With two new counselors joining the school and the need for letters of recommendaton coming up, many seniors applying for colleges are feeling a bit uneasy.
As a result of longtime Cal High Beverly Hall taking a new position in the counseling department, and former counselor Patty O’Malley departing, Susie Fitch and Erin Hill were hired to take on their former students.
In light of these recent changes, some Cal High seniors don’t know how concerned they should be about the letters of recommendation their counselors generally write.
Letters of recommendation are written for seniors applying to private colleges or certain colleges out of state. It is a letter of praise so that admission officers can get to know their applicants better.
With this letter of recommendation basically being a brief “about me” for a student, some students are unsure how personal this letter could be if they just switched to a counselor who doesn’t even know them yet.

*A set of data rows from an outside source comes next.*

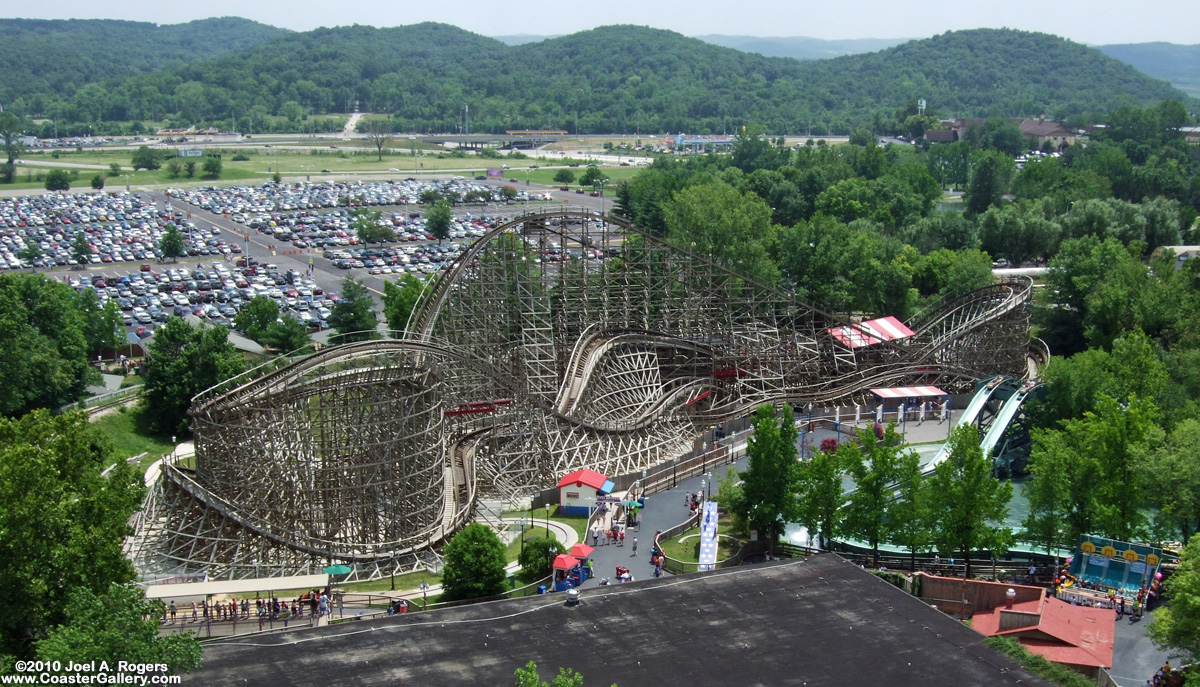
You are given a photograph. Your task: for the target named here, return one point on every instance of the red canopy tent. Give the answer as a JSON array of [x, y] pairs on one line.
[[565, 562]]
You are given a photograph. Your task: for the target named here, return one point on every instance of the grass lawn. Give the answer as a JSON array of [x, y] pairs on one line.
[[689, 550], [121, 429], [577, 523], [291, 162]]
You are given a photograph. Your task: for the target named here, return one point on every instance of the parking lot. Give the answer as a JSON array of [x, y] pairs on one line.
[[292, 243]]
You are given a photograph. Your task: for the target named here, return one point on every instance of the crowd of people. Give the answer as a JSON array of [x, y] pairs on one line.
[[265, 610]]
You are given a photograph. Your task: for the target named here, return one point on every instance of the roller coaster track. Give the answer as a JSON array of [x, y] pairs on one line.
[[521, 362]]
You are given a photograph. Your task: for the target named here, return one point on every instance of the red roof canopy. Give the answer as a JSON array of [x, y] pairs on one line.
[[564, 562], [870, 332], [588, 477], [907, 392]]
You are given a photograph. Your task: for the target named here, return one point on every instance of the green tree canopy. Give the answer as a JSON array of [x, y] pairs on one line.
[[118, 625], [58, 180], [213, 167], [353, 316], [184, 360], [967, 505], [438, 220], [256, 317], [399, 299], [145, 159], [874, 464], [474, 563], [287, 335], [64, 523], [171, 244], [772, 478], [43, 344]]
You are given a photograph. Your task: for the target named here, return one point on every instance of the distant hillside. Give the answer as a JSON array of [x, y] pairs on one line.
[[621, 79], [801, 47], [522, 39], [1180, 65], [57, 57]]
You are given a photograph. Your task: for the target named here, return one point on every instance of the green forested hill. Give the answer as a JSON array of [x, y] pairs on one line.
[[1180, 65], [615, 79], [42, 57], [801, 47]]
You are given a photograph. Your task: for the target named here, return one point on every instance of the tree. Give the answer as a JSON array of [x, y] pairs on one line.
[[989, 181], [64, 521], [378, 132], [772, 478], [81, 248], [1176, 627], [118, 625], [399, 299], [58, 180], [353, 316], [474, 565], [43, 346], [256, 317], [438, 220], [821, 496], [213, 167], [909, 515], [11, 138], [287, 335], [145, 159], [528, 676], [171, 244], [537, 556], [967, 505], [105, 328], [1049, 493], [1174, 481], [873, 463], [370, 227], [184, 360]]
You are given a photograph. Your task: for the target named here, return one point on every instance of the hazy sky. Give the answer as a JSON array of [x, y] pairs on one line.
[[1091, 22]]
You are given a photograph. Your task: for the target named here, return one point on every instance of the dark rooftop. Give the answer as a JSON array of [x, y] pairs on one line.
[[819, 621]]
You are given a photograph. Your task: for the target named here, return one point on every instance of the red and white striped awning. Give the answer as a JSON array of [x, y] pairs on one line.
[[907, 392], [870, 332]]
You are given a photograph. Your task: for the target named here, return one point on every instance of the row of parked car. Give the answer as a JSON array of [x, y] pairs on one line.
[[216, 293], [249, 201], [41, 231]]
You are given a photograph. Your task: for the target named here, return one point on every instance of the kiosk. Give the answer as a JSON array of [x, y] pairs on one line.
[[568, 573]]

“For the two new counselors, it will be hard (to write letters of recommendation),” said counselor Maria Dubose. “They were thrown into the fire.”
Students who received new counselors this year have expressed some worries, too.
“If she doesn’t know me, how is she going to write about me?” said senior Nancy Perez.
Senior Natali Feyzbakhsh shares Perez’s concerns.
“I am worried because I have only met (my counselor) twice and I feel she doesn’t know me well at all,” said Feyzbakhsh.
But there are students on the other side of the spectrum who are not concerned about their letters of recommendation despite the new counselors.
“I am not worried because I have a good relationship with (my counselor),” said junior Sarah Pisciotta.
Fitch is not concerned about this aspect of her new job either. She said she has been writing letters of recommendation as a teacher at Cal High for the past 15 years. Plus, she said she plans to meet her students as they “trickle in” to her office.
Cal has new counselors because the San Ramon Valley Unified School District received funding specifically for mental health, so a new student support counselor was created throughout the district.
This new position is strictly for helping students with their psychological needs and is in no way affiliated with the academics of the school.
Every high school hired one full-time student support counselor, while every middle school got one part-time student support counselor.
“I think mental health has been a needed area in the school,” Dubose said.
Hall now holds this job as Cal’s student support counselor. O’Malley, another longtime counselor at Cal, also applied for the position and was placed at two different middle schools. As a result, Fitch took over O’Malley’s caseload and Hill took over Hall’s.
Dubose encourages students, especially seniors, to use Family Connection so that counselors can learn their interests.
“Family Connection is the main way to get to know students,” Dubose said.
Filling out the information on the Family Connection website or a quick walk to the counseling office to say “Hello” to a new counselor is a sure way for students to ease their concerns about the relationship with their counselor and letters of recommendation.